Nitrox Diving Safety



"No matter where on earth you live, most of the oxygen in the atmosphere is generated by the sea." — Sylvia Earle


French

Safe divers don’t take chances with their tanks. Clear labeling and careful
verification combined with thorough planning of your maximum operating depth
are necessary to avoid complications while diving on nitrox.
physiologist Paul Bert first proposed diving with a mixture of air and additional oxygen in the late 19th century. The first dives with oxygen-enriched air were made using early closed-circuit rebreathers, and in 1978 the National Oceanic and Atmospheric Administration (NOAA) adopted enriched-air nitrox — a combination of oxygen and nitrogen — for scientific diving. When enriched-air nitrox first became available for recreational divers in the mid-1980s, many people were concerned that the risks of suffering an oxygen-toxicity seizure were too great for the entire recreational diving community to safely manage. These seizures occur when a diver exceeds the maximum recommended depth for the gas being inhaled and the partial pressure of oxygen becomes too high to breathe safely. Ten years later, some of the world's largest training agencies launched nitrox diver training courses. By 2000, when DAN® hosted a nitrox diving workshop, diving with nitrox was mainstream and here to stay.
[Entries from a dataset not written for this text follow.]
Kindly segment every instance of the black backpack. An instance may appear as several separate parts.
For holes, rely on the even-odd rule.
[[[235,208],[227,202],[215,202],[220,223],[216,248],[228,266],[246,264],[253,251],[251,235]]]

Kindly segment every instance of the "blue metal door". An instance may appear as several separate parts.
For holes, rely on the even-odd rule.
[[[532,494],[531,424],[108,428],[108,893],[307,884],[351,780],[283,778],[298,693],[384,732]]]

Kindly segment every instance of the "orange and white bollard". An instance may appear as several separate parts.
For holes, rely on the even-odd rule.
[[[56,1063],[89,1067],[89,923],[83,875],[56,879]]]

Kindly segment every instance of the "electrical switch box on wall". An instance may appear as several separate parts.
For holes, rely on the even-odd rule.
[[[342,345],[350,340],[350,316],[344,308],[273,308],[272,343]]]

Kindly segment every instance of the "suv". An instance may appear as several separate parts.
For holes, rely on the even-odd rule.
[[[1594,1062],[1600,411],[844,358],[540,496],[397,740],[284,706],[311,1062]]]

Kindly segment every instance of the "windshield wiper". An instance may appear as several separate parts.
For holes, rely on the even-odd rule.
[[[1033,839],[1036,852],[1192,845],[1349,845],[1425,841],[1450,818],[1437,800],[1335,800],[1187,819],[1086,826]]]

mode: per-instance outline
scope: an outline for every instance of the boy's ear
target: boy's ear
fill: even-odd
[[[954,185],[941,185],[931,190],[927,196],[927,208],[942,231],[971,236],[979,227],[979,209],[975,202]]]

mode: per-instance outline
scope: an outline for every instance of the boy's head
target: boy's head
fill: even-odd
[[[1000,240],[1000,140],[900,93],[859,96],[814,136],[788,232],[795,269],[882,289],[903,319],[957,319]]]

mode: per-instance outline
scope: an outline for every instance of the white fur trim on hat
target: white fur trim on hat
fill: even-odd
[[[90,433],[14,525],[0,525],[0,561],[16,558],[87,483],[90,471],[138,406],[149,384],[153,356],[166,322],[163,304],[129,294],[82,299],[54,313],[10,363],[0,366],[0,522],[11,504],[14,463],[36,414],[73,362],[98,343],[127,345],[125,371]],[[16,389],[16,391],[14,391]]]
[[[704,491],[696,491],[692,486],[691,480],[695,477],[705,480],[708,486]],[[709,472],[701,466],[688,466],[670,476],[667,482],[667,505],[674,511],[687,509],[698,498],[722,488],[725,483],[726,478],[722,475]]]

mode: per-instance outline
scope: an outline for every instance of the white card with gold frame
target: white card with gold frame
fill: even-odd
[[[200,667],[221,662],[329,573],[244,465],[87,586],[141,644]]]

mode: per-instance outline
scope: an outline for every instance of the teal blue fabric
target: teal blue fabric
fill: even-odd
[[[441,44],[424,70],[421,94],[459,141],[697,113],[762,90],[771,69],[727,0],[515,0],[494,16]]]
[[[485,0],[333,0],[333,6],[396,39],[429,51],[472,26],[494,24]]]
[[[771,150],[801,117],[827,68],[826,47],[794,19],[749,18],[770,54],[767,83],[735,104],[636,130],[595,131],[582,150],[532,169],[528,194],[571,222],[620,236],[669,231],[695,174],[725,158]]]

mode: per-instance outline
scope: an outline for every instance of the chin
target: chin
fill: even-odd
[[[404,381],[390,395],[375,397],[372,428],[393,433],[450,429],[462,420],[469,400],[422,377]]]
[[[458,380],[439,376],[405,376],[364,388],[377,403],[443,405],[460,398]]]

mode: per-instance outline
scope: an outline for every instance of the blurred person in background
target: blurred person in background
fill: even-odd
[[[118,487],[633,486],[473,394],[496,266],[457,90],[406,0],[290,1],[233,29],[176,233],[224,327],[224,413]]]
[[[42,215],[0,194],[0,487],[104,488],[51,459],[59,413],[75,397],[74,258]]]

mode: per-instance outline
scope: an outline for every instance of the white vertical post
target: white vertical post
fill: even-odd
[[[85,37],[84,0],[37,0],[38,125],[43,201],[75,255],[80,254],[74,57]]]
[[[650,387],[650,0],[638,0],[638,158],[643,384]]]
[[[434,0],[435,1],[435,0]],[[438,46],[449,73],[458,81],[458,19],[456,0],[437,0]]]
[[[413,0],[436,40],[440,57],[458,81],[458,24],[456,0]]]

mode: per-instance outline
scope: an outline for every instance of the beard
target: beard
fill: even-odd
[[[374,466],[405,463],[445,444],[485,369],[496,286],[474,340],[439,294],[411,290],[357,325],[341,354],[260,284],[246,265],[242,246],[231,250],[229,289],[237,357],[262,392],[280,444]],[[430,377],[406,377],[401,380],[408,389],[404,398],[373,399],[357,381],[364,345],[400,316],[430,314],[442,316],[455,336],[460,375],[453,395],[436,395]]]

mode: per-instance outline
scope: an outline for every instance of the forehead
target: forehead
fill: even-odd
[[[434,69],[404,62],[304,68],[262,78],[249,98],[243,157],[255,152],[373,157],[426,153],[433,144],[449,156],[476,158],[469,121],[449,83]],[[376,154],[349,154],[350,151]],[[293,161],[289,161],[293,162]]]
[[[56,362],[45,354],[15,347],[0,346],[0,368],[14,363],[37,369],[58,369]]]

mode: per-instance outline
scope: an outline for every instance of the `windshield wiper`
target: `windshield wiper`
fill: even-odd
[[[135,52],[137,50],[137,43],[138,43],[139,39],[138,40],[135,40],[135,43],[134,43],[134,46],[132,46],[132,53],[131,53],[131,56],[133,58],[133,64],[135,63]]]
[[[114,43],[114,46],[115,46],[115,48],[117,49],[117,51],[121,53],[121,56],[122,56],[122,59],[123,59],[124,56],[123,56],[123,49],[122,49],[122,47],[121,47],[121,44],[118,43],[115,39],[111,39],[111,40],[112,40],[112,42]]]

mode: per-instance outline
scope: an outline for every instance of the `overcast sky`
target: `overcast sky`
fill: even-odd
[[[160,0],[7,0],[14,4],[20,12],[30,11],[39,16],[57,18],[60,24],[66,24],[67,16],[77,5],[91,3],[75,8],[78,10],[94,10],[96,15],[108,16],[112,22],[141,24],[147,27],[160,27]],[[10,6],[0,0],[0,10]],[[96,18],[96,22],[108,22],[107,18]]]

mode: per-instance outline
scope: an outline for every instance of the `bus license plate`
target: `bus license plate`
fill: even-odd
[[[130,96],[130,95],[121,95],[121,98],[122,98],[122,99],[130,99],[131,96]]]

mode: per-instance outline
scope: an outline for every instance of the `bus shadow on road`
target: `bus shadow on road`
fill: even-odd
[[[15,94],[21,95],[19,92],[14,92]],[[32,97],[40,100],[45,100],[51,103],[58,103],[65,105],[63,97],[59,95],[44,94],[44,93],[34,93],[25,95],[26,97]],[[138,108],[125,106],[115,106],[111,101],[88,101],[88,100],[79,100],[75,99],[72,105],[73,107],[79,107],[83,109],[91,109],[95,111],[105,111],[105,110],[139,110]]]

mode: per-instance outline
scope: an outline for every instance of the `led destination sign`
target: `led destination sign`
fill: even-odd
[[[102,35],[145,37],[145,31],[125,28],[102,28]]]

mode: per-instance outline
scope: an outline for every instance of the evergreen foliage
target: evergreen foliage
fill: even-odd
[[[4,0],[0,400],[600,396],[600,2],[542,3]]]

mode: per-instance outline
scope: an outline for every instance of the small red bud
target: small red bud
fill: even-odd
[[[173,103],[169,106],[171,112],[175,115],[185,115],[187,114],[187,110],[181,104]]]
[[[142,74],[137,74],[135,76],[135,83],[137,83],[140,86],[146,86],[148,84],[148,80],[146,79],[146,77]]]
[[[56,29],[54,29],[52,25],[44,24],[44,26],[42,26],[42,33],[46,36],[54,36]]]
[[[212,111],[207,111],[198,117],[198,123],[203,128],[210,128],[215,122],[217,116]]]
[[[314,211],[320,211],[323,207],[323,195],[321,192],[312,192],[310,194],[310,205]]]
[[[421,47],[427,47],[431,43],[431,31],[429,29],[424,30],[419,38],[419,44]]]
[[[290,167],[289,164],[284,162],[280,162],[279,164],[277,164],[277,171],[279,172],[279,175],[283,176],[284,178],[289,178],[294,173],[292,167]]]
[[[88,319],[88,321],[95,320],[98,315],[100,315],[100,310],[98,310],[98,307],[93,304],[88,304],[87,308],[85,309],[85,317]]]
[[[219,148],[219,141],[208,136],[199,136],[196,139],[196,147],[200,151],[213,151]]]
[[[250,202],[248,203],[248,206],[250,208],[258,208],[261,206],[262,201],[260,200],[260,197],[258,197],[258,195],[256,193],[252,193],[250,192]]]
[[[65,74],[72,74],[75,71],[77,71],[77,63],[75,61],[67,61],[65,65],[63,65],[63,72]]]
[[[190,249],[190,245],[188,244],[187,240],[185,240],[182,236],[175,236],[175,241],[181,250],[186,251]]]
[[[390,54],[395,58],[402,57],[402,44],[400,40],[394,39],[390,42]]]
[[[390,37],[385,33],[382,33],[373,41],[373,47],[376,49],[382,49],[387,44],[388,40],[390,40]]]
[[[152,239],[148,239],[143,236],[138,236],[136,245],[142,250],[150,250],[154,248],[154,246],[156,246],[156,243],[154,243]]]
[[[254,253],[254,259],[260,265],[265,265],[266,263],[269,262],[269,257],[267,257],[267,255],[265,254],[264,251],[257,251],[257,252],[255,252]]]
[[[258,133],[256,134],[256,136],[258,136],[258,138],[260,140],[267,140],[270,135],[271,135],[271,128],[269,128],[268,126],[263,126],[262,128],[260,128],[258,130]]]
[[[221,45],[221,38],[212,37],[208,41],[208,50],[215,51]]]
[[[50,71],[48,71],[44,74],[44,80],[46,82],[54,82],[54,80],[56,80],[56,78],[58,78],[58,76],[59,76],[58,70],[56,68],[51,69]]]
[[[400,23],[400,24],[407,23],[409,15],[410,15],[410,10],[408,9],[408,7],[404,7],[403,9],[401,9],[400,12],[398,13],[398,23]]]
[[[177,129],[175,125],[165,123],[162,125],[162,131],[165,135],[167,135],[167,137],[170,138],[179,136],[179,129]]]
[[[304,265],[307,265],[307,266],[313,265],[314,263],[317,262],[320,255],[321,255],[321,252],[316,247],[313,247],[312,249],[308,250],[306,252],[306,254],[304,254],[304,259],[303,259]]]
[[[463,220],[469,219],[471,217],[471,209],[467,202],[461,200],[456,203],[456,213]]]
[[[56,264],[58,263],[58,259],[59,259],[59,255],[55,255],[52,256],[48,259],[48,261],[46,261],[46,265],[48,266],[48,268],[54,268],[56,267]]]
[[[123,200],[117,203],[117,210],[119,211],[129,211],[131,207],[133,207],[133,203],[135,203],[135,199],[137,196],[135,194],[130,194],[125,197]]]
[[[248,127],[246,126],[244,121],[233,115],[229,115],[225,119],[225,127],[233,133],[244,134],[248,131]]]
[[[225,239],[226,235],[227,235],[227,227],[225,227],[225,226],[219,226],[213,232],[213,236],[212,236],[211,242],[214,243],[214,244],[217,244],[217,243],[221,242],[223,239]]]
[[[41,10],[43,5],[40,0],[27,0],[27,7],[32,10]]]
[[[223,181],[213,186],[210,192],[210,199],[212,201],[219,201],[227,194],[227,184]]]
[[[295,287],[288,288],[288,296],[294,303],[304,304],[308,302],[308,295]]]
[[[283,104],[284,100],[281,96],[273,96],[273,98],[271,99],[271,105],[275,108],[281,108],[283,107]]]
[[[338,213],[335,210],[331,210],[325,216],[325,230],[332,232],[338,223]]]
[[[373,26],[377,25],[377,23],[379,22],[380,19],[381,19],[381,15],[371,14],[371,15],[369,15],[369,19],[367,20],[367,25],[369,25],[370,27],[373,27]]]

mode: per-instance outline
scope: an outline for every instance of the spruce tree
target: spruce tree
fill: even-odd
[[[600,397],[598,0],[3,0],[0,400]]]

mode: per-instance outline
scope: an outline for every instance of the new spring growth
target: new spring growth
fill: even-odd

Last year DAN researchers analyzed nearly 400 U.S. recreational diving fatalities over a 10-year period to examine the occurrence of oxygen-toxicity seizures. Were those fears some people expressed in the early days justified? The final data set studied included 344 air divers (86 percent) and 55 nitrox divers (14 percent), ages 14 to 78. The average oxygen content in the nitrox was 31 percent.

The researchers found that the nitrox divers were more commonly diving in equipment they personally owned and that the depth of the fatal dives was significantly deeper for the nitrox divers than for the air divers. This finding seemed counterintuitive at first, since the safe maximum operating depth of nitrox is shallower than that of air, but when you factor in the cost of a nitrox fill (which is typically more expensive than air), it makes sense that divers going to shallow depths with longer no-decompression limits would be less likely to pay extra for nitrox.




Only one out of the 55 nitrox fatalities was considered likely due to oxygen-toxicity seizures. An experienced technical diver had filled a set of double cylinders with enriched-air nitrox containing 32 percent oxygen (EAN32) for a dive that was later canceled. Some weeks later he used the filled cylinders for a technical dive to a depth of around 160 feet, which is deeper than the maximum operating depth for EAN32. While breathing the nitrox, the diver descended to 160 feet, slowly ascended to 130 feet and then suffered a seizure and sank back down to 160 feet, according to his dive computer's recorded profile. The diver owned multiple tanks, and he may have simply forgotten those particular tanks contained nitrox. This rare case is a reminder to analyze and correctly mark tanks containing nitrox, as divers are taught to do during nitrox courses.

In the past 25 years nitrox has gone from being warily regarded to being the gas of choice in many dive operations. It would have been difficult to imagine 30 years ago that today liveaboard dive boats would be organizing thousands of dives on nitrox. We estimate U.S. divers make millions of dives each year while breathing nitrox. While oxygen toxicity may have caused more fatalities than DAN is aware of, research shows that the fears expressed when nitrox was first used in recreational diving have not been realized. There can be little doubt this is due to the entire diving community working together: the gas blenders getting the mix right, instructors teaching how to safely dive with nitrox, and divers knowing to analyze their gas when they collect it from the shop and planning their maximum operating depth accordingly.

Note: The full paper reporting this study appeared in the March 2017 issue of the medical journal Brain Injury and was described at the 2017 annual scientific meeting of the Undersea and Hyperbaric Medical Society as one of six highlight papers of the year. DAN congratulates the nitrox diving community for maintaining safe nitrox diving practices. We urge everyone to remain vigilant: Always analyze the oxygen content, and clearly mark it and the maximum operating depth on the tank.

Reference: Buzzacott P, Denoble PJ. Possible central nervous system oxygen toxicity seizures among US recreational air or enriched air nitrox open- circuit diving fatalities 2004-2013. Brain Injury 2017; 31(3):366-369.